German central bank Governor Axel Weber said that the crisis engulfing Lehman Brothers marked “another round of tension in the markets” after the collapse of Bear Stearns earlier this year.
“The situation remains fragile, with the key credit markets disrupted and the banking sector under pressure,” EU Economic and Monetary Affairs Commissioner Joaquin Almunia said.
The travails of big US financial institutions like Lehman Brothers, Freddie Mac and Fannie Mae has focused the minds of Europe’s finance chiefs on whether they are prepared to react in case a major European bank also runs into serious trouble.
Although national governments have their own plans in case a local bank hits the rocks, Europe still lacks a prepared response in case of problems at a big pan-European bank.
European financial regulators have failed to keep up with the waves of cross-border consolidation in the banking industry sector in recent years, leaving banks largely supervised along national lines.

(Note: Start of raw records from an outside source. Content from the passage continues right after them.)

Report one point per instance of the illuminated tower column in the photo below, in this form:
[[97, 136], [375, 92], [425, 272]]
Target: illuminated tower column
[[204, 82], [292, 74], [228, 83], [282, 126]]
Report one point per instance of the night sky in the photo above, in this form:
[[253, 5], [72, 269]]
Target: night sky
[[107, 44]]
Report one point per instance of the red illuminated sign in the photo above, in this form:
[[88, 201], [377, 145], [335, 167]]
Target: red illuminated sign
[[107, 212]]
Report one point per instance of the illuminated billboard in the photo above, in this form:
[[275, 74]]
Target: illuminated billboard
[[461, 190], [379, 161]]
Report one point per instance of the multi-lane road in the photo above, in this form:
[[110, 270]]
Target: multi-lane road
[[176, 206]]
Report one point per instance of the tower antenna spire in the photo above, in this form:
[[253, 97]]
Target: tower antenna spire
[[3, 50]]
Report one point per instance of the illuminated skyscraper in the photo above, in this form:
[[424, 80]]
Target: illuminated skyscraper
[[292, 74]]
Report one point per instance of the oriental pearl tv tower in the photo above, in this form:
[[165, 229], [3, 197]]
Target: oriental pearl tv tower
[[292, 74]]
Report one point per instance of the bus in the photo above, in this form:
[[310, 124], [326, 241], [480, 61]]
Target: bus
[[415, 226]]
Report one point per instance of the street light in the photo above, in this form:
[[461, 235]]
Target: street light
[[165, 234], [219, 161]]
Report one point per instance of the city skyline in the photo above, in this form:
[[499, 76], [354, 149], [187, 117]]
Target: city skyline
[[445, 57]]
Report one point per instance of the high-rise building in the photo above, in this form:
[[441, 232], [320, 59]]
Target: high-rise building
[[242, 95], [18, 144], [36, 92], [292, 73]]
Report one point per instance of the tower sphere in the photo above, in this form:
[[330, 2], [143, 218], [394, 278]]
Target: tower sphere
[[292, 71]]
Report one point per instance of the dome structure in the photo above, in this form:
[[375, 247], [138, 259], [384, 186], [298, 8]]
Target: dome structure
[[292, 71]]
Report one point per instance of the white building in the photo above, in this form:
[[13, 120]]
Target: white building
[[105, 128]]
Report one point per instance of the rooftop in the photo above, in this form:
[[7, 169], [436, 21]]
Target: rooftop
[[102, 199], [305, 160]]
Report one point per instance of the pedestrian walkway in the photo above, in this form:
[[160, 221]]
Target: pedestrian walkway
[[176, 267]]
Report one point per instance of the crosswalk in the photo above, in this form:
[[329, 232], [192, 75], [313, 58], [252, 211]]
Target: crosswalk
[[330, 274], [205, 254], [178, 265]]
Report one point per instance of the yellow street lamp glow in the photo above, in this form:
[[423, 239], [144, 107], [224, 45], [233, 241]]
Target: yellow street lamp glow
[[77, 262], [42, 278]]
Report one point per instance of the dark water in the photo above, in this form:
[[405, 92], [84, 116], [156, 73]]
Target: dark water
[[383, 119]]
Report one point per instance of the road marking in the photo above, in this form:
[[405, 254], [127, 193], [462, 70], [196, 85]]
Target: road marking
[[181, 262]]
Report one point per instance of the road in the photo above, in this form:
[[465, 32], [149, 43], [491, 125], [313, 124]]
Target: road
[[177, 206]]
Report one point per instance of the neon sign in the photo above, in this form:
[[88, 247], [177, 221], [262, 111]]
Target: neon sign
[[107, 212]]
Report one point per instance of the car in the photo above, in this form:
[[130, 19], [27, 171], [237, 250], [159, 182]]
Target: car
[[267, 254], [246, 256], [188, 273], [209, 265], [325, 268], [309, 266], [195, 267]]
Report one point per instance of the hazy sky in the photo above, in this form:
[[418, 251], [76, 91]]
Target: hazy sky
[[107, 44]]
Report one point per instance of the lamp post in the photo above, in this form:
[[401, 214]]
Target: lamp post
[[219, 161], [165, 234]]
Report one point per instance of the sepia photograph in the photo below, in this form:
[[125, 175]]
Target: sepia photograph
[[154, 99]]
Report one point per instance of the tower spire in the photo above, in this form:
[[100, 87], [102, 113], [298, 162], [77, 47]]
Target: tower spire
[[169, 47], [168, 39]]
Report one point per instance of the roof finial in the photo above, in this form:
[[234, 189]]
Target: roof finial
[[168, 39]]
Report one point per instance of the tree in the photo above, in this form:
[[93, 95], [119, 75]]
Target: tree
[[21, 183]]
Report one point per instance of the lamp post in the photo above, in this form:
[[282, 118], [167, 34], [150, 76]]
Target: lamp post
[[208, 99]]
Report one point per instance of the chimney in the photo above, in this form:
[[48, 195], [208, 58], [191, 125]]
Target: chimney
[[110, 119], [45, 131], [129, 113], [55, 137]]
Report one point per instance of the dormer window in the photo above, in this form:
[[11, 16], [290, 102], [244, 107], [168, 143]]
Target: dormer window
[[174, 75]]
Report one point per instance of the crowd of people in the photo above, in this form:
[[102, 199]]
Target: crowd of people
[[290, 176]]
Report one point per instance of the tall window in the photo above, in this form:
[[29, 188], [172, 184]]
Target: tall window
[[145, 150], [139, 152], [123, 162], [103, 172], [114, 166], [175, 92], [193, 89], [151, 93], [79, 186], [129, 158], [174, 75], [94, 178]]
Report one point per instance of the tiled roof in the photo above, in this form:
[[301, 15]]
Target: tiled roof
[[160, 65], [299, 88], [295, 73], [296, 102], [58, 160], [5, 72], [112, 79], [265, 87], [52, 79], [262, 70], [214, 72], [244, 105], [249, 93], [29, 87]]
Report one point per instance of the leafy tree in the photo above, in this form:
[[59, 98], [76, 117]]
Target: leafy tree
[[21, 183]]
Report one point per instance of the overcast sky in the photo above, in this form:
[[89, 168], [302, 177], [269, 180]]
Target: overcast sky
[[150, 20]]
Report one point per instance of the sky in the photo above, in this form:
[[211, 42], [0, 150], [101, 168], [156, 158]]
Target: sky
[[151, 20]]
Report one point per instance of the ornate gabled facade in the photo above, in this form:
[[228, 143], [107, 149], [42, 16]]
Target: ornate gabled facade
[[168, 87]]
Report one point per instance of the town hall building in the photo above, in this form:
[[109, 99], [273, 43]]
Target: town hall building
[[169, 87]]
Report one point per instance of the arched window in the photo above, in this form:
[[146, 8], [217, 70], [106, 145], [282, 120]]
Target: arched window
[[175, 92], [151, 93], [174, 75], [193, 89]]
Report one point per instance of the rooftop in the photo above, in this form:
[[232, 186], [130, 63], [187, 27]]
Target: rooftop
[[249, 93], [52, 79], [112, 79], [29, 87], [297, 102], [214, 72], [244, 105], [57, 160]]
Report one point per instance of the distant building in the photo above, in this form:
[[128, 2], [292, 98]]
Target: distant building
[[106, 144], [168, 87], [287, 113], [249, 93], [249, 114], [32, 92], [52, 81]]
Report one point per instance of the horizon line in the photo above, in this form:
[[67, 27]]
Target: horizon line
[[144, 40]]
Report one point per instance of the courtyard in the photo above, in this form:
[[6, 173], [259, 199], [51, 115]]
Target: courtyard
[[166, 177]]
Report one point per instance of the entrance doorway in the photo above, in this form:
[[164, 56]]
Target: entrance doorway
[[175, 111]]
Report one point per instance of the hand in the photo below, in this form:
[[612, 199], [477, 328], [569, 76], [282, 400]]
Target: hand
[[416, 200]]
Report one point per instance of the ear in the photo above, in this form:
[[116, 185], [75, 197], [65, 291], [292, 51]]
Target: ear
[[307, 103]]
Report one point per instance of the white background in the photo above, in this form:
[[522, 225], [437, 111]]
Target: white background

That leaves big European banks like Deutsche Bank, Unicredit or BNP Paribas facing a hodge-podge of regulations across Europe, which officials fear could be a burden if ever there were serious trouble.
In Europe, the bailout of institutions as big as Freddie Mac and Fannie Mae would be made all the more difficult because governments would want to limit contributions of taxpayers’ money, especially if the bank were based in another country.
In spite of the stress gripping the sector, EU central bankers are mostly confident that European banks can withstand the impact.
With Lehman Brothers in dire straits on Saturday, Germany’s Weber said that at least for German banks “the consequences will be limited” if the US investment bank avoided a catastrophic end.
Likewise, Bank of France Governor Christian Noyer said on Thursday that “our banks remained robust and well equipped” in the face of the ongoing international financial crisis.
While stating that Italian banks also had limited exposure to the turbulence, Bank of Italy Governor Mario Draghi predicted on Saturday that “there’ll be a series of consolidations in the international banking sector.”